For a story on heart rate, I started wearing a chest strap monitor yesterday, and in the evening I took a very brief run — about eight minutes. It felt a little pathetic, but my heart-rate did skyrocket, and it seems marginally less pathetic in light of today’s updated government recommendations for exercise, which allow workouts of less than ten minutes to count toward recommended weekly goals.
As the JAMA report’s authors write, “bouts of a prescribed duration are not essential,” and short bursts — taking the stairs, parking farther from a destination — can accumulate. Or, as they repeat throughout: “moving more and sitting less will benefit nearly everyone.”
The other main development since the Physical Activity Guidelines were last issued (in 2008) is that preschool-age children (ages 3–5) are now advised to get at least three hours of combined light, moderate, and vigorous aerobic exercise, “to enhance growth and development.” (Or, their caretakers are advised to keep that in mind.)

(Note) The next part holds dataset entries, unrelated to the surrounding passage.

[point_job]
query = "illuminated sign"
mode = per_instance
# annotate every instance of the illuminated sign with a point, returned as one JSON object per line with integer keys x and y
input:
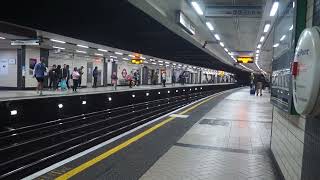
{"x": 245, "y": 59}
{"x": 137, "y": 59}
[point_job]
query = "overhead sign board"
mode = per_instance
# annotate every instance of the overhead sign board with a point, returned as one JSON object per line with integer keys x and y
{"x": 244, "y": 59}
{"x": 26, "y": 42}
{"x": 230, "y": 11}
{"x": 185, "y": 23}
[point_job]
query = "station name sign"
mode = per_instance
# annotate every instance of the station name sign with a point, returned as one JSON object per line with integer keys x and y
{"x": 185, "y": 23}
{"x": 26, "y": 42}
{"x": 230, "y": 11}
{"x": 244, "y": 59}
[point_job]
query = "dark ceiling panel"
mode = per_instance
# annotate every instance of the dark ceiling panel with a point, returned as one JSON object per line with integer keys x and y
{"x": 114, "y": 23}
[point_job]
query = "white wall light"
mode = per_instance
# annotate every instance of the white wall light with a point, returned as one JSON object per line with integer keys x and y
{"x": 274, "y": 8}
{"x": 13, "y": 112}
{"x": 103, "y": 50}
{"x": 79, "y": 45}
{"x": 276, "y": 45}
{"x": 217, "y": 37}
{"x": 83, "y": 52}
{"x": 209, "y": 25}
{"x": 259, "y": 46}
{"x": 196, "y": 7}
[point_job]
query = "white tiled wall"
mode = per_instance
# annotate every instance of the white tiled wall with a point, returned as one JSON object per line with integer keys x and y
{"x": 287, "y": 143}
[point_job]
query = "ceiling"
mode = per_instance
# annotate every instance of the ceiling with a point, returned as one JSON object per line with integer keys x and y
{"x": 114, "y": 23}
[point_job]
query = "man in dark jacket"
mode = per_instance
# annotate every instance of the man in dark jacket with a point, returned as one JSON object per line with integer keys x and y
{"x": 53, "y": 77}
{"x": 95, "y": 77}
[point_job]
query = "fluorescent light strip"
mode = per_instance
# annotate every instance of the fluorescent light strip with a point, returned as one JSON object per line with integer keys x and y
{"x": 217, "y": 37}
{"x": 274, "y": 8}
{"x": 79, "y": 45}
{"x": 209, "y": 25}
{"x": 58, "y": 41}
{"x": 56, "y": 47}
{"x": 197, "y": 7}
{"x": 97, "y": 54}
{"x": 283, "y": 37}
{"x": 81, "y": 52}
{"x": 266, "y": 28}
{"x": 103, "y": 50}
{"x": 276, "y": 45}
{"x": 291, "y": 27}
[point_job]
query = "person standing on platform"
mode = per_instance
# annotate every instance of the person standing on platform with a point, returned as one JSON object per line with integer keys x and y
{"x": 52, "y": 77}
{"x": 75, "y": 79}
{"x": 39, "y": 73}
{"x": 114, "y": 79}
{"x": 58, "y": 76}
{"x": 259, "y": 84}
{"x": 163, "y": 79}
{"x": 80, "y": 78}
{"x": 173, "y": 79}
{"x": 95, "y": 77}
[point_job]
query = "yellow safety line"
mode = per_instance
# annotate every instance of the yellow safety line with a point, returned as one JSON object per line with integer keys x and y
{"x": 108, "y": 153}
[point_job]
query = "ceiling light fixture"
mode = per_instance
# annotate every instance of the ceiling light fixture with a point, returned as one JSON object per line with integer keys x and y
{"x": 119, "y": 53}
{"x": 217, "y": 37}
{"x": 259, "y": 46}
{"x": 274, "y": 8}
{"x": 98, "y": 54}
{"x": 276, "y": 45}
{"x": 58, "y": 41}
{"x": 81, "y": 52}
{"x": 209, "y": 25}
{"x": 197, "y": 7}
{"x": 103, "y": 50}
{"x": 56, "y": 47}
{"x": 291, "y": 27}
{"x": 283, "y": 37}
{"x": 79, "y": 45}
{"x": 266, "y": 28}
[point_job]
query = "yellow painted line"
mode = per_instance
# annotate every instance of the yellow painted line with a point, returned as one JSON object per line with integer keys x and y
{"x": 108, "y": 153}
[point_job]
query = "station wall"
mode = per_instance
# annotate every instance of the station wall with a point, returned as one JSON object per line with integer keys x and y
{"x": 8, "y": 74}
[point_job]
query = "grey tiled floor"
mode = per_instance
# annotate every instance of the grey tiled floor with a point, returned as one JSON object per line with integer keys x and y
{"x": 22, "y": 94}
{"x": 231, "y": 142}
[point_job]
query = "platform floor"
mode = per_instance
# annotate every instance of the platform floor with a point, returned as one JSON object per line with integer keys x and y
{"x": 25, "y": 94}
{"x": 225, "y": 138}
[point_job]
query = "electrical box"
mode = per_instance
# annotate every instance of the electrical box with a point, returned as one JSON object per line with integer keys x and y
{"x": 306, "y": 73}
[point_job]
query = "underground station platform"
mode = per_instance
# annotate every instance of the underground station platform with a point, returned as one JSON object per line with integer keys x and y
{"x": 190, "y": 132}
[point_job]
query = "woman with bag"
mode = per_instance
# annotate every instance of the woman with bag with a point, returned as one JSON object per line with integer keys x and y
{"x": 114, "y": 80}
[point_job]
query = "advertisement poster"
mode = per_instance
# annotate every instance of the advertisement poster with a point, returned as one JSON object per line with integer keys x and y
{"x": 4, "y": 67}
{"x": 32, "y": 63}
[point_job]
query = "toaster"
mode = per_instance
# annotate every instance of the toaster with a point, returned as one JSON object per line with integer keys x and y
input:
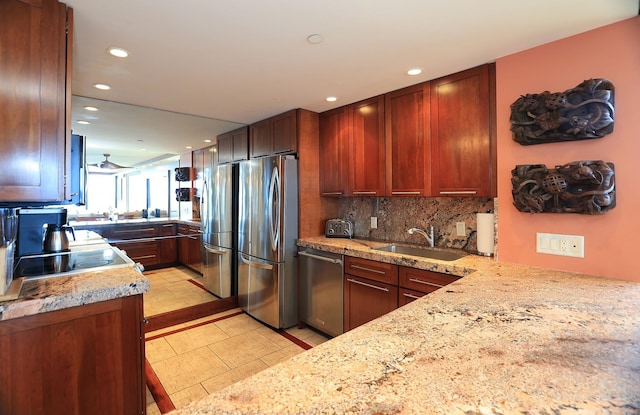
{"x": 338, "y": 228}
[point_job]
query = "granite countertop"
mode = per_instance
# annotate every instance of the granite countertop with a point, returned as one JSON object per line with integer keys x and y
{"x": 504, "y": 339}
{"x": 40, "y": 295}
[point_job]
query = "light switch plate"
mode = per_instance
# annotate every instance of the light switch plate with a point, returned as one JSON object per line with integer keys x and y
{"x": 555, "y": 244}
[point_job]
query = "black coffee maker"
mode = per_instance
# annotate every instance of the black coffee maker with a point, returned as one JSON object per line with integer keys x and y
{"x": 32, "y": 225}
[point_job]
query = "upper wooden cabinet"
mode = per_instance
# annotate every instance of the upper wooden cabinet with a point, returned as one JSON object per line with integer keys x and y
{"x": 275, "y": 135}
{"x": 233, "y": 146}
{"x": 35, "y": 111}
{"x": 463, "y": 133}
{"x": 352, "y": 149}
{"x": 408, "y": 135}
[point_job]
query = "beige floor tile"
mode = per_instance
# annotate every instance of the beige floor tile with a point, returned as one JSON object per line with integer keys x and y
{"x": 195, "y": 338}
{"x": 158, "y": 349}
{"x": 190, "y": 394}
{"x": 238, "y": 325}
{"x": 243, "y": 348}
{"x": 282, "y": 355}
{"x": 241, "y": 372}
{"x": 189, "y": 369}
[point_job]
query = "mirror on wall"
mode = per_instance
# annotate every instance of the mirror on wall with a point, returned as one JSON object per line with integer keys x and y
{"x": 146, "y": 142}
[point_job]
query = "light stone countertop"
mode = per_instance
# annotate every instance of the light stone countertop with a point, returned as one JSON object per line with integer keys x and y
{"x": 59, "y": 292}
{"x": 505, "y": 339}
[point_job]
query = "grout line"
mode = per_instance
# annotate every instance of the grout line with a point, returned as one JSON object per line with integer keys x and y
{"x": 193, "y": 326}
{"x": 160, "y": 395}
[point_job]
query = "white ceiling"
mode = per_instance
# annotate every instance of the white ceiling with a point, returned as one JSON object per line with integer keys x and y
{"x": 245, "y": 60}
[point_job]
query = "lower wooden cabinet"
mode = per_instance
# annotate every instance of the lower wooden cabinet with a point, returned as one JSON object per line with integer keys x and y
{"x": 81, "y": 360}
{"x": 370, "y": 290}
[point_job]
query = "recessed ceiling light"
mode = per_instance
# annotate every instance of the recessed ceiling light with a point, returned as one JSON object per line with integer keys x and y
{"x": 315, "y": 38}
{"x": 118, "y": 52}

Mostly, though, the guidelines have stayed the same, with the weekly recommendations for an adult being 150–300 minutes (2.5–5 hours) of moderate-intensity aerobic exercise (brisk walking, yard work) or 75–150 minutes (1.25–2.5 hours) of vigorous-intensity aerobic exercise (running, bicycling) — or some combination the two. Muscle-strengthening activities (weight lifting, resistance training) are also recommended at least twice a week. Pregnant and postpartum women are advised to get 150 minutes (2.5 hours) of moderate-intensity aerobic activity, and adults 65 and older are advised to incorporate balance training into their routines, too (lunges, walking backward).
If you’re wondering “But what does that look like?” the report also includes a fun three-minute video. (“Walking is a good first step.”)
Not that these guidelines are necessarily doing much: Despite the advice, apparently only 26 percent of men, 19 percent of women, and 20 percent of adolescents report meeting the recommended minimums. And in the United States, 10 percent of premature deaths and $117 billion in health-care costs are associated with “inadequate physical activity.”
On a positive note, the guidelines do endorse fitness technology — such as step counters, wearable devices, and fitness apps — as useful potential counters to our general lethargy. Anecdotally based on my shame-driven brief run last night to spike my heart-rate, I can back this up. This isn’t exactly the same, but I once kept going to an exercise class in part because they gave out free socks and took your picture when you crossed certain thresholds.